Home work gets easier - TeleCommute Solutions - Company Business and Marketing

Communications News, Oct, 1999 by Ripley Hotch

The cost of do-it-yourself remote access is getting high, and the push of employees to telecommute is leading to very high hidden costs. Schilling talks about one company that thought it had 110 full-time telecommuters and 1,400 remote users. TCS studied the group and found closer to 400 full-time telecommuters. The employees did it by expensing equipment--telecommuters told the evaluation team that they would simply write an expense report for a big meal and buy the equipment they wanted. Furthermore, since the company didn't know the equipment was out there, when the employee left, he or she got to keep it. One employee had six computers and six phone lines, all paid for by the company.

"In our sampling, we found that this company was losing close to $150,000 a year in just capital sliding out the door," says Schilling. It gets tricky for TCS, which gets hired to put some structure in the telecommuting program. "The CEO knows he's got a problem, and we come back with really ugly news.
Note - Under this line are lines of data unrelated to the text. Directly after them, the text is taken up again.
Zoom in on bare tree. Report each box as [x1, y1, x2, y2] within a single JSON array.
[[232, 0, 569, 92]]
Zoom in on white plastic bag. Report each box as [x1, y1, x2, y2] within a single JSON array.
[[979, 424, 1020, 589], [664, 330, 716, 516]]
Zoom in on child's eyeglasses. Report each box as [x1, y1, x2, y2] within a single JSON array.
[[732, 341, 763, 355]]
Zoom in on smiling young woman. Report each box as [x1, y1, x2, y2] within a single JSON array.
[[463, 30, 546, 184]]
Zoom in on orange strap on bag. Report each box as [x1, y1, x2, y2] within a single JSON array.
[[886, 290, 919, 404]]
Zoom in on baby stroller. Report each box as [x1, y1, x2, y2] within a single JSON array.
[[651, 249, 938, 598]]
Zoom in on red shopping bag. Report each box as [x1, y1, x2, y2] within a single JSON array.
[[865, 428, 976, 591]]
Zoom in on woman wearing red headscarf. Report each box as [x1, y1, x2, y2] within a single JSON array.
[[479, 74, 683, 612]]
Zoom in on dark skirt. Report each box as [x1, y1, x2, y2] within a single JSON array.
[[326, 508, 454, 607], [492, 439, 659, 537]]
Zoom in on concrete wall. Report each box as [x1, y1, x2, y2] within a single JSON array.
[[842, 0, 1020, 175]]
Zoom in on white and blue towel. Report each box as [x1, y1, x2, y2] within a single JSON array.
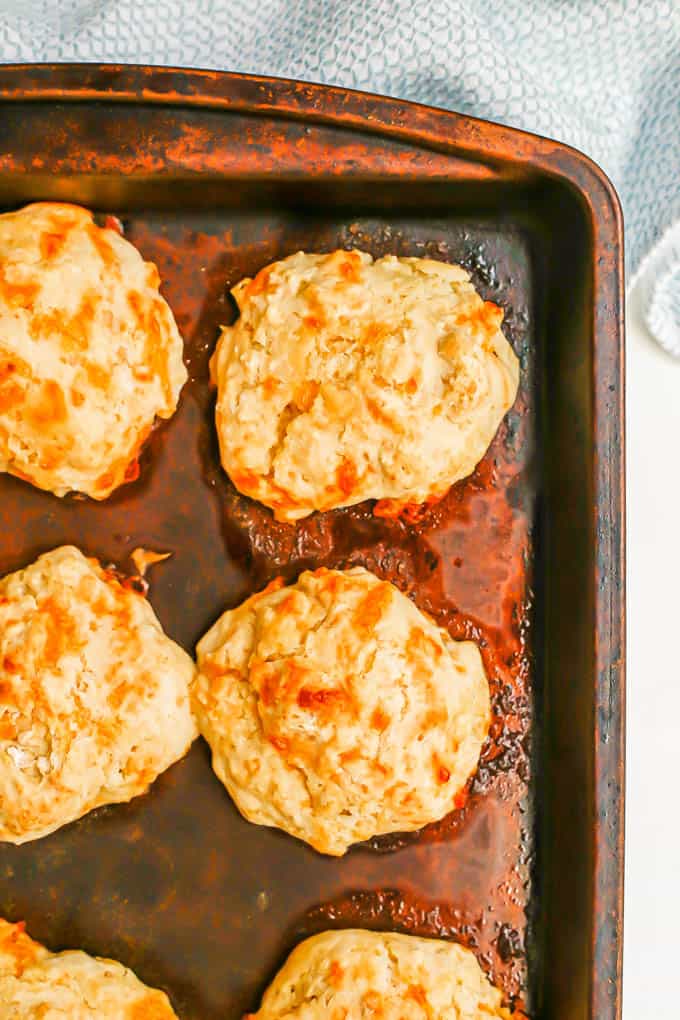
[[1, 0, 678, 352]]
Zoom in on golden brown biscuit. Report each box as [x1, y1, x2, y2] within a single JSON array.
[[193, 567, 489, 855], [0, 918, 178, 1018], [247, 929, 514, 1019], [0, 202, 186, 498], [0, 546, 197, 844], [211, 250, 519, 521]]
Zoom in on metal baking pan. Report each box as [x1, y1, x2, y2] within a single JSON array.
[[0, 65, 624, 1019]]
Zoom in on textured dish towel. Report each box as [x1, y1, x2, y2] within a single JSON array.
[[1, 0, 679, 353]]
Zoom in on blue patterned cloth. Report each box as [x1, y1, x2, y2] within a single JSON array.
[[1, 0, 679, 350]]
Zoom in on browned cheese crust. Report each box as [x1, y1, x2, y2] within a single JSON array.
[[193, 567, 489, 855], [0, 918, 178, 1018], [211, 250, 519, 521], [0, 203, 187, 498]]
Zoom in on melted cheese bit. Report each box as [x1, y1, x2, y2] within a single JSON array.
[[130, 548, 172, 578]]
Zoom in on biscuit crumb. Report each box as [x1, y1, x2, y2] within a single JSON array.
[[130, 548, 172, 577]]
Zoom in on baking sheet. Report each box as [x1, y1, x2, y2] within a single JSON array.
[[0, 65, 625, 1020]]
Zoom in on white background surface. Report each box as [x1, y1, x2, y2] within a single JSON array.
[[623, 286, 679, 1019]]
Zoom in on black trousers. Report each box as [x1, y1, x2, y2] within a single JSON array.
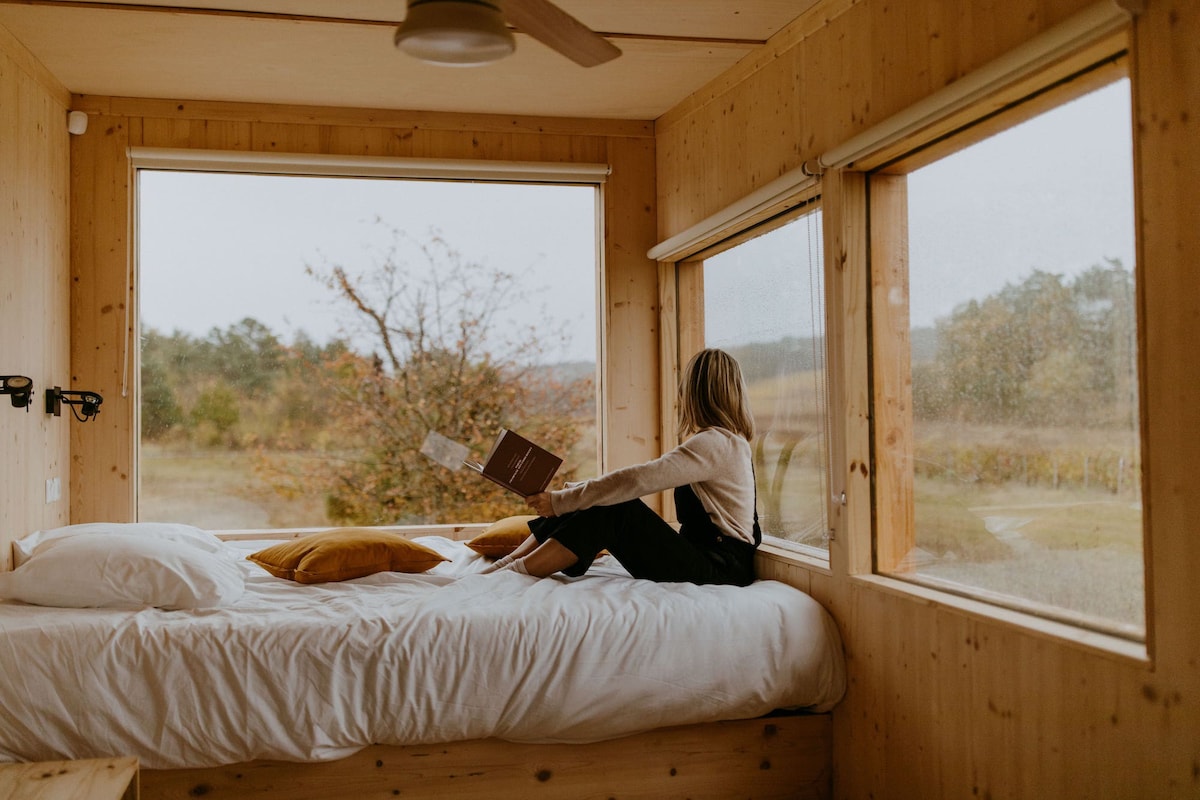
[[528, 492, 757, 586]]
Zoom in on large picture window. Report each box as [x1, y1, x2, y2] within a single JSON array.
[[868, 65, 1143, 637], [136, 167, 600, 530]]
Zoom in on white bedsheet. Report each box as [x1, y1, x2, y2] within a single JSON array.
[[0, 536, 845, 769]]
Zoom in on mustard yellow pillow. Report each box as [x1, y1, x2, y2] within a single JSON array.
[[248, 528, 448, 584], [466, 515, 537, 558]]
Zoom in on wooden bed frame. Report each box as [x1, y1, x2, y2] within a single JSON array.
[[139, 713, 831, 800]]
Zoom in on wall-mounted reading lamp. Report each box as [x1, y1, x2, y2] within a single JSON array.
[[1, 375, 34, 410], [45, 387, 103, 422]]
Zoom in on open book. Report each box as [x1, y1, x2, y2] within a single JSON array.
[[464, 428, 563, 498]]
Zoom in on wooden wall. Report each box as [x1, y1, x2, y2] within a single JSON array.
[[0, 24, 70, 568], [663, 0, 1200, 797], [5, 2, 1198, 796], [64, 96, 660, 525]]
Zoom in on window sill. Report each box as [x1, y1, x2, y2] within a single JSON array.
[[848, 572, 1151, 667], [757, 540, 833, 576]]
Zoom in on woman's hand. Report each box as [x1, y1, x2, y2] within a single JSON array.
[[526, 492, 555, 518]]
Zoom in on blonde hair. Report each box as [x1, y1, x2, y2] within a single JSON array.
[[677, 348, 755, 441]]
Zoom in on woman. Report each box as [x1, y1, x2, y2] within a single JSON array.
[[485, 348, 760, 585]]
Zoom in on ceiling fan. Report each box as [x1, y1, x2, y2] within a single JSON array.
[[394, 0, 622, 68]]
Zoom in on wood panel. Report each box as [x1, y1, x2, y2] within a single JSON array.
[[0, 756, 137, 800], [0, 27, 70, 568], [601, 134, 660, 488], [69, 113, 135, 523], [865, 174, 914, 574], [69, 97, 660, 522], [1130, 0, 1200, 790], [139, 715, 831, 800], [656, 0, 1103, 237], [822, 170, 871, 578], [72, 95, 654, 140], [658, 0, 1200, 797]]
It's difficult for him," says Schilling. "Here's an IT guy who says `I need to get control into this program, but I can't tell everybody this because this is really bad news, and I'll look bad. There are dollars it's hard for me to fess up to, and there are dollars that I can't get to that are in expense reports.' We get into these really sticky situations. We're finding just fascinating stuff."

On top of these are the management and legal issues. Telecommuters need to be trained, and evaluations need to be made of the employee's home office to make sure it meets OSHA requirements. Equipment needs to be set up, tracked, and supported.
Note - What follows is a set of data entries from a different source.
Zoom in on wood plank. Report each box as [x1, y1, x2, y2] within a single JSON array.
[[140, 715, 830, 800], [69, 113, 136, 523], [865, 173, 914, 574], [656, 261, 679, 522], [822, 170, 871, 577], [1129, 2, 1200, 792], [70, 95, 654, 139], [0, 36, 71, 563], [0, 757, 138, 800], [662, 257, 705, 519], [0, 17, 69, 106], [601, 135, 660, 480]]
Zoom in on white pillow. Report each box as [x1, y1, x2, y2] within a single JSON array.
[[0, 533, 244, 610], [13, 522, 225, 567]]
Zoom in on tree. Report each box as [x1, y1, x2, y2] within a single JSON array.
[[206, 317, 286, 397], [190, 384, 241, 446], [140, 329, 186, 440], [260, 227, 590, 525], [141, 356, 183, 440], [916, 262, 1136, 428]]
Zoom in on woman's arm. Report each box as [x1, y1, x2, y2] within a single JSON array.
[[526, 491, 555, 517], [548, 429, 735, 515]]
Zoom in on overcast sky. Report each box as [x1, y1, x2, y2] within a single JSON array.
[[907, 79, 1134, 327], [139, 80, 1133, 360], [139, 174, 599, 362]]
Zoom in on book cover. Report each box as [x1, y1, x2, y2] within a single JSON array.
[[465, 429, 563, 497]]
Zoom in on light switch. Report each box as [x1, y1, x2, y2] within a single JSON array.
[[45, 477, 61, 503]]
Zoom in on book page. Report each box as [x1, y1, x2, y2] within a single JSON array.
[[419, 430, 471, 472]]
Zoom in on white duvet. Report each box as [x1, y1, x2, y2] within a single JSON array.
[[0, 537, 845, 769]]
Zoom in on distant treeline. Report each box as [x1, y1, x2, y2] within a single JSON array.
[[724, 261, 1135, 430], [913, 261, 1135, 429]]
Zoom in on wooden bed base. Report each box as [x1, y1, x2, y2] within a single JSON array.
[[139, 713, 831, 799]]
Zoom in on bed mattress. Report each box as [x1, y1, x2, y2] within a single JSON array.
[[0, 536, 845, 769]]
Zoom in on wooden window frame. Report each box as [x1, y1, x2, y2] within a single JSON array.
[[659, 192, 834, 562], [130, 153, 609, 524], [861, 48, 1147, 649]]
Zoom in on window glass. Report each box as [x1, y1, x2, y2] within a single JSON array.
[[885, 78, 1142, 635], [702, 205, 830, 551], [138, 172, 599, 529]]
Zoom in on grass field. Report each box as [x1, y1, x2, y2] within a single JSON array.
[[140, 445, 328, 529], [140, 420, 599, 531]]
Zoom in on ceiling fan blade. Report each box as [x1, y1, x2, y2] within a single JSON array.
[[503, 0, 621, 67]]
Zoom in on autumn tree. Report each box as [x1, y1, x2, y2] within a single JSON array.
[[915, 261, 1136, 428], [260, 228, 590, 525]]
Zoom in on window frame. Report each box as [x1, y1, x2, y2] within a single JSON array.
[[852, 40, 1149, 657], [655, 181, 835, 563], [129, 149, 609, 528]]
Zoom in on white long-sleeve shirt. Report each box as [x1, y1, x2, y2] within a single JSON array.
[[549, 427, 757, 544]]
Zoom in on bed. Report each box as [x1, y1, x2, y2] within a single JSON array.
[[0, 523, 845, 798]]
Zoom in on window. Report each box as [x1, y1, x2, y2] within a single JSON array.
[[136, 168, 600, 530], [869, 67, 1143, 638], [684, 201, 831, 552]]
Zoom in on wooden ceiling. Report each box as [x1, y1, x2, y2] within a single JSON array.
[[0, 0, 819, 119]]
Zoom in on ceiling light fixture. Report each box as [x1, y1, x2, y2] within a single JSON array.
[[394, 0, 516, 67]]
Faced with all these costs and sticky areas, the TCS solution begins to make some sense. It has brought together all the pieces to allow the telecommuter to feel as if he or she is working in an office attached to the home network and using the company PBX.

The linchpin of the TCS offering is its network. The company has POPs in eight cities with a Frame Relay/ATM switch. "That configuration allows us to connect traditional ISDN and/or analog dial-in people, but we can plug the cable-modem network into that." TCS is working to be able to hand off all the forms of access to the enterprise in a single pipe.

That will include DSL, as well as ISDN or cable. "The DSL guys have all this cool high-speed technology, but the problem is they don't have very big footprints yet," Schilling says. "It's nice when it's available, but cable modems are available other places. When you're a company looking at telecommuting, and you want to try to service a large population, it's not easy to say, `Well, yes, but only if DSL,' or `Yes, but only if ISDN.' So part of our core strategy is to blend all of these together through a single pipe. We are clearly playing a watch-and-see. We'll adapt to all of it, and, as this thing fleshes out, we'll start picking favorites."

TCS sells its service at a flat monthly rate. That's significant when you consider that VPN services are charged by the hour, as are I-VPNs and services sold through 800 numbers. "What we say is, we'll sell this beginning at 35-bucks-a-month flat fee for 200-some-odd hours a month, and we'll do that for multiple locations around the country," Schilling says.